In relation to teamwork we define accountability as the willingness of team members to remind one another when they are not living up to the performance standards of the group. Most leaders we know have a far easier time holding people accountable for their results than they do for behavioral issues. This is a problem because behavioral problems almost always precede results issues.

Why are a leader’s actions so important when it comes to setting a tone? Because if the rest of the team knows that the leader will eventually step in and call someone on something, they won’t feel like they’re stepping over the line doing it themselves. “(S)He’s going to call you on this anyway, so I thought I would save you the time and trouble by telling you now”.

But if everyone knows the leader doesn’t have the courage, the time, or the focus to hold people accountable for their behaviors, they’re going to reason with themselves “Why should I play the heavy?
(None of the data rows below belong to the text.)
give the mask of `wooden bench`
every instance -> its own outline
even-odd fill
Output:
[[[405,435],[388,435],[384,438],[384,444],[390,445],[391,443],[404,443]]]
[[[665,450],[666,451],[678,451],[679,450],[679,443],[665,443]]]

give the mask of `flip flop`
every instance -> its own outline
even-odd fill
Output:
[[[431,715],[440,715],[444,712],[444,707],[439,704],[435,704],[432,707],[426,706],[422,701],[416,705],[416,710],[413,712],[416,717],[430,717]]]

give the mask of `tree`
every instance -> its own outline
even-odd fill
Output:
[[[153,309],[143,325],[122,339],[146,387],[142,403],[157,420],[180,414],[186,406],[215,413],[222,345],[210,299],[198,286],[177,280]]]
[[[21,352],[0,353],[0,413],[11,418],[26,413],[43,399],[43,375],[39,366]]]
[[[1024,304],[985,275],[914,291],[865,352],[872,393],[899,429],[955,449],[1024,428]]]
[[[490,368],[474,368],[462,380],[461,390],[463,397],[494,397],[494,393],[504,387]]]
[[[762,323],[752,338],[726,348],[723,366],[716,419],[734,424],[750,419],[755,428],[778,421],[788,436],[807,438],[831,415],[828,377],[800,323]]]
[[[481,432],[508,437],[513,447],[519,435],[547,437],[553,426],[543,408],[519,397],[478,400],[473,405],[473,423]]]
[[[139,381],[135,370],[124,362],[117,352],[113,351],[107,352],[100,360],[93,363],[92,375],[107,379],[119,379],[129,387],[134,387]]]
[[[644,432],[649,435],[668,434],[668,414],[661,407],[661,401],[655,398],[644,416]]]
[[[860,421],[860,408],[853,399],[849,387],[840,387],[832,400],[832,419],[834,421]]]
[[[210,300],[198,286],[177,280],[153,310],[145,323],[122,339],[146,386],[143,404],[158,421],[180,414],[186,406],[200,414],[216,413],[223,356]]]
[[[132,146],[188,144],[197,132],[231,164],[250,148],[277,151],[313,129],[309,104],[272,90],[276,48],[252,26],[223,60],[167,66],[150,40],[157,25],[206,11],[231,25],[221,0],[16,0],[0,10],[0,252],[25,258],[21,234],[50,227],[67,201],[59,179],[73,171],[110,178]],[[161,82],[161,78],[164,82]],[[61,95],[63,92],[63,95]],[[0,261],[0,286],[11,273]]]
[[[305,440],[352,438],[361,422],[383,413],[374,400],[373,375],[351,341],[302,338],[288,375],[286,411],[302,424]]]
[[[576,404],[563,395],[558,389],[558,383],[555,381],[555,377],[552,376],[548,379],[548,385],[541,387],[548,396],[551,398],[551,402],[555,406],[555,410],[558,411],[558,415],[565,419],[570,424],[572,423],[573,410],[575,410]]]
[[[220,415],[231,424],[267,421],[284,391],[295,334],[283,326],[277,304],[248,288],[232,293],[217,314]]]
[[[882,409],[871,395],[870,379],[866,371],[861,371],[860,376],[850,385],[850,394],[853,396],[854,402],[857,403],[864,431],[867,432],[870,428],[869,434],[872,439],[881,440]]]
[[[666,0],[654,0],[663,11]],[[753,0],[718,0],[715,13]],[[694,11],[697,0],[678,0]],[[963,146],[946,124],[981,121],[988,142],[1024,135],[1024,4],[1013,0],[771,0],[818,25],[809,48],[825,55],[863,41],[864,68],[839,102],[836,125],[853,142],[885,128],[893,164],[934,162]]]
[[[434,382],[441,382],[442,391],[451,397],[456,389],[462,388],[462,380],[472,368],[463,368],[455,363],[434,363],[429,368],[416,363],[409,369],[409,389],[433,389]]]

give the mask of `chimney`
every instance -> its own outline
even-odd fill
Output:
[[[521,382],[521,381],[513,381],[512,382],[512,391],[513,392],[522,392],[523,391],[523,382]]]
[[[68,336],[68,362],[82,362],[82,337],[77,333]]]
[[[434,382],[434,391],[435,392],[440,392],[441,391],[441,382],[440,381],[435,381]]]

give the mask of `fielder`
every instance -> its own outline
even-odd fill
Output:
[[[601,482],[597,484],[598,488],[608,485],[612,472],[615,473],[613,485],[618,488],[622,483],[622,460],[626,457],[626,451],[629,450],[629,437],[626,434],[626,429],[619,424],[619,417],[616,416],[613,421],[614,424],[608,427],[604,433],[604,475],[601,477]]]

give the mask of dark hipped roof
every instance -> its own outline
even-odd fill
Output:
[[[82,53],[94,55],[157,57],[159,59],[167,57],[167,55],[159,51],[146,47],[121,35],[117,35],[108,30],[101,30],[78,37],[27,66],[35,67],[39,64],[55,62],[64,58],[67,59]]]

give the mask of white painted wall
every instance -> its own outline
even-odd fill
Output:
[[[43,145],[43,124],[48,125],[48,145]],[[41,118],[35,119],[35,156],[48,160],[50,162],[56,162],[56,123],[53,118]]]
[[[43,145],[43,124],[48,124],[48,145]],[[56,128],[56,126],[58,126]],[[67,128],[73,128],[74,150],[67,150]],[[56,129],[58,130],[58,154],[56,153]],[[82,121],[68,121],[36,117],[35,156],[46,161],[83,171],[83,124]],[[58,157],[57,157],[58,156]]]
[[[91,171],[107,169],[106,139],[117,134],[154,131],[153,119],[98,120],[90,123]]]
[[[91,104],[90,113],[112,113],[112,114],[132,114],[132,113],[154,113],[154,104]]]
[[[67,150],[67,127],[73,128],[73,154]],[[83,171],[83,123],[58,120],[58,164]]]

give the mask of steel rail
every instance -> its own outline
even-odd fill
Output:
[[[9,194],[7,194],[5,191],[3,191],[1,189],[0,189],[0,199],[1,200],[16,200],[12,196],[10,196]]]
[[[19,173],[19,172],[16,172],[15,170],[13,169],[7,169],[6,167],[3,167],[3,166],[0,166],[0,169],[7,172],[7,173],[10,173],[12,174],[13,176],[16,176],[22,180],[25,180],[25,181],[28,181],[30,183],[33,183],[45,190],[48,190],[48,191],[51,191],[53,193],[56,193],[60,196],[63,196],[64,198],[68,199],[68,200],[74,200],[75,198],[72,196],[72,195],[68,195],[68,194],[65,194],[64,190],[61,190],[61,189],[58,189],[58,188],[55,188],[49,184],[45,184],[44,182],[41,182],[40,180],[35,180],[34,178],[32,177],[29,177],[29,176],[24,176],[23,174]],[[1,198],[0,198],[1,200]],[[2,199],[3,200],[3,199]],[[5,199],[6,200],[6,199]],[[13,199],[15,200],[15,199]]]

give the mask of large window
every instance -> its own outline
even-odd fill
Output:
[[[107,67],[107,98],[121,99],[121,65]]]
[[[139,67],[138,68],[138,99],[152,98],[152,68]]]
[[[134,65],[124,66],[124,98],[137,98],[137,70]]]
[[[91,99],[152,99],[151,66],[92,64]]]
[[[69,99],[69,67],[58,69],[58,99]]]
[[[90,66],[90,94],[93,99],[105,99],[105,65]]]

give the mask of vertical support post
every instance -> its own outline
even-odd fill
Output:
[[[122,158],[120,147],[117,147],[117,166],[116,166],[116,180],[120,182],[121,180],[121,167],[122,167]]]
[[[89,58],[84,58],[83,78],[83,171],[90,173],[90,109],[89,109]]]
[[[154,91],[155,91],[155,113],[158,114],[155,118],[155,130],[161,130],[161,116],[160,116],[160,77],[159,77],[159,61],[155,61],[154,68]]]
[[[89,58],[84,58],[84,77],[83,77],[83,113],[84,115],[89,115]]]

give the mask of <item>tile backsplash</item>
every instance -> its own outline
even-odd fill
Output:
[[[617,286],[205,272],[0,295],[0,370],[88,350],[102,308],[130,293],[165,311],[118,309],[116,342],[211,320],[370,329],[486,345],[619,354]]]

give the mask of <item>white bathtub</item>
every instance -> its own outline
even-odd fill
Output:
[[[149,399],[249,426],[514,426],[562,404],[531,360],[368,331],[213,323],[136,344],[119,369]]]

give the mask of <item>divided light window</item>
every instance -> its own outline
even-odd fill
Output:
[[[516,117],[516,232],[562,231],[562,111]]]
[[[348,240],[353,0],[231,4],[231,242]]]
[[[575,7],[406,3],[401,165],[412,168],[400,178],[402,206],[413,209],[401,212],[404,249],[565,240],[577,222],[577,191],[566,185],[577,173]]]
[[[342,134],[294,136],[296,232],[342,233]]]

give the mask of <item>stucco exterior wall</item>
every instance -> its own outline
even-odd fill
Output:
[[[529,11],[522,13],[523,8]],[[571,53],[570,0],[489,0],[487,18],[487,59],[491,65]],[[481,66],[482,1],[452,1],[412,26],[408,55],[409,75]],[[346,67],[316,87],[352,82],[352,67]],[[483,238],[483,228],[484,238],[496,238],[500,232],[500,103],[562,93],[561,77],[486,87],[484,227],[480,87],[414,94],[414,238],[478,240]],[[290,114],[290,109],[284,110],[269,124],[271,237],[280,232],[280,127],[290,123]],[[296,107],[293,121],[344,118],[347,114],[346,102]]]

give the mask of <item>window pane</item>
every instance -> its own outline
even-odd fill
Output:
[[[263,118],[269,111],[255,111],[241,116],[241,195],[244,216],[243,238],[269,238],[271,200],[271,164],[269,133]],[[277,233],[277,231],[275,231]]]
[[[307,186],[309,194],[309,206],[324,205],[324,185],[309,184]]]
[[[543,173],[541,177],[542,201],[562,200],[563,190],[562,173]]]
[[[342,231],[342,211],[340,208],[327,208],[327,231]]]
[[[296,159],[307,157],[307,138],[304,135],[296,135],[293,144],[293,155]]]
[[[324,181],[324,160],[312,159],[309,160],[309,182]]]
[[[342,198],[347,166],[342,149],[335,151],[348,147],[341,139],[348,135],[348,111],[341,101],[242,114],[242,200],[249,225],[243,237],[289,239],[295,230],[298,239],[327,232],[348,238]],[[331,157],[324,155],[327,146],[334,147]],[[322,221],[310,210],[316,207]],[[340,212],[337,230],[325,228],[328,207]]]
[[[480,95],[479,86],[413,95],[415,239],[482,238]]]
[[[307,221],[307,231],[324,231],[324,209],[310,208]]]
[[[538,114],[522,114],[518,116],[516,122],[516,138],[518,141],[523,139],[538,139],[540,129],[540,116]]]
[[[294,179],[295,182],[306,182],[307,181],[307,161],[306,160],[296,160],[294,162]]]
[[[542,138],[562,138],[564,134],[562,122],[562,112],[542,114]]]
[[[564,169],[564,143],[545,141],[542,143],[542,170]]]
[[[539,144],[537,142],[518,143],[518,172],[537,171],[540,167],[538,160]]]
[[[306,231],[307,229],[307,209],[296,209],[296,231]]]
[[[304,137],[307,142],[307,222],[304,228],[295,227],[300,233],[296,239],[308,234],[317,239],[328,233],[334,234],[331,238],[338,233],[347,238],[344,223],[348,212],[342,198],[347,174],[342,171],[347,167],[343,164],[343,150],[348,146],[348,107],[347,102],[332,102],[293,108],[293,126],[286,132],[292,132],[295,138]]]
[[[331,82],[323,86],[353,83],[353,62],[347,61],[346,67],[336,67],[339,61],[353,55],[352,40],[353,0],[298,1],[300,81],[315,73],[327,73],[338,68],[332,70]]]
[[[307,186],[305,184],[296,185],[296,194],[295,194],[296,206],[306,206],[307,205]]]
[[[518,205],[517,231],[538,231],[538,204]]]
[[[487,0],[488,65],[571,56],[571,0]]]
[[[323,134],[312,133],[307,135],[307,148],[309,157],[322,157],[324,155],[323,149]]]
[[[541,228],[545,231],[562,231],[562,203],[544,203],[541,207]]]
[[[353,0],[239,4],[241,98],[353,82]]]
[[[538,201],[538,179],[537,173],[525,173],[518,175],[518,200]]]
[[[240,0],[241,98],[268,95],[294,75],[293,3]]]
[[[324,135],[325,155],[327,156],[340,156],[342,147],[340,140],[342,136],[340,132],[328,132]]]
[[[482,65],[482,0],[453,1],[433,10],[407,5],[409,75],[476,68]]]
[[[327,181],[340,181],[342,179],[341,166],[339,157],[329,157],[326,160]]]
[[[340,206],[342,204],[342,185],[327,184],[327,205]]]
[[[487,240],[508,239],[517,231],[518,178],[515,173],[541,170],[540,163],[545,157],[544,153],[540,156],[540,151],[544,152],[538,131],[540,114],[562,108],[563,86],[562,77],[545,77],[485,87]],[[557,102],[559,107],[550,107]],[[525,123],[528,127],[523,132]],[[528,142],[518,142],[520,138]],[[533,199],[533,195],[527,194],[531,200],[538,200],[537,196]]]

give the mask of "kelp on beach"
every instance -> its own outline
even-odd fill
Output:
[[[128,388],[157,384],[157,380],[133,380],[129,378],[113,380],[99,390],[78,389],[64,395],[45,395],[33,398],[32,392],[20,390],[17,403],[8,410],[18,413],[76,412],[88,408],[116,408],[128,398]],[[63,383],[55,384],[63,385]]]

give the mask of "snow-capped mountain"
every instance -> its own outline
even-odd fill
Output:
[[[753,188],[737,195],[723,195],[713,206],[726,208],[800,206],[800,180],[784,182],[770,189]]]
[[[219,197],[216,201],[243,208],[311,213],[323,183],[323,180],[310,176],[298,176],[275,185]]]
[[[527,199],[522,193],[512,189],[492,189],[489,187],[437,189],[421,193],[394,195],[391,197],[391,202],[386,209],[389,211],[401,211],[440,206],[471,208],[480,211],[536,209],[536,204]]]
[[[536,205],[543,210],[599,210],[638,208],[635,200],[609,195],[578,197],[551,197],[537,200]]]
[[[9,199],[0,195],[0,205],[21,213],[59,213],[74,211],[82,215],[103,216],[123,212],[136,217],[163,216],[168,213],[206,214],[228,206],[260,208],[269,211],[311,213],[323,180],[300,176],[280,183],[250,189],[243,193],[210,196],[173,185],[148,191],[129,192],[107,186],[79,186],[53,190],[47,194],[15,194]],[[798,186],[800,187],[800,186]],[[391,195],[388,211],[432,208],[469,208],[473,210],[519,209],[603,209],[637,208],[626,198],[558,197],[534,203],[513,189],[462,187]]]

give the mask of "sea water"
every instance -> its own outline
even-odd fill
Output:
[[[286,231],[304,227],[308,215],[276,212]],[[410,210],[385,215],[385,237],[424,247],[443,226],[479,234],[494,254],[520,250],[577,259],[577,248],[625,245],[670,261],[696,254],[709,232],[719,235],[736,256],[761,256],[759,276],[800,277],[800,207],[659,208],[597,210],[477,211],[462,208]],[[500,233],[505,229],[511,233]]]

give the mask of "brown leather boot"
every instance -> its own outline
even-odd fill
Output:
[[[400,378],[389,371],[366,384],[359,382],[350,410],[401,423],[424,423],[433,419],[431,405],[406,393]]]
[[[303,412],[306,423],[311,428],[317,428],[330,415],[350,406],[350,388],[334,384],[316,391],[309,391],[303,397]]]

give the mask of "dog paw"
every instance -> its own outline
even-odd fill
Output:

Besides (s)he’ll probably let them off the hook anyway.”

The most important challenge of building a team where people hold one another accountable is overcoming the understandable hesitance of human beings to give one another critical feedback. Sometimes the tightest teams are the most reluctant to do this, even when the feedback is clearly constructive, because they do not want to risk the positive environment that exists, which they value greatly.

Of course, when teammates stop holding one another accountable, what ultimately happens over time is that they lose respect for each other, and those good feelings begin to fade. Still human beings often choose a path of slow, uncomfortable decline rather than risk a dramatic drop in morale caused by an ugly incident.

By holding back, we are hurting not only the team, but also our teammates themselves. When we hold back and fail to provide constructive feedback, we are letting the other person down personally.

Where do you need to step in and hold other accountable?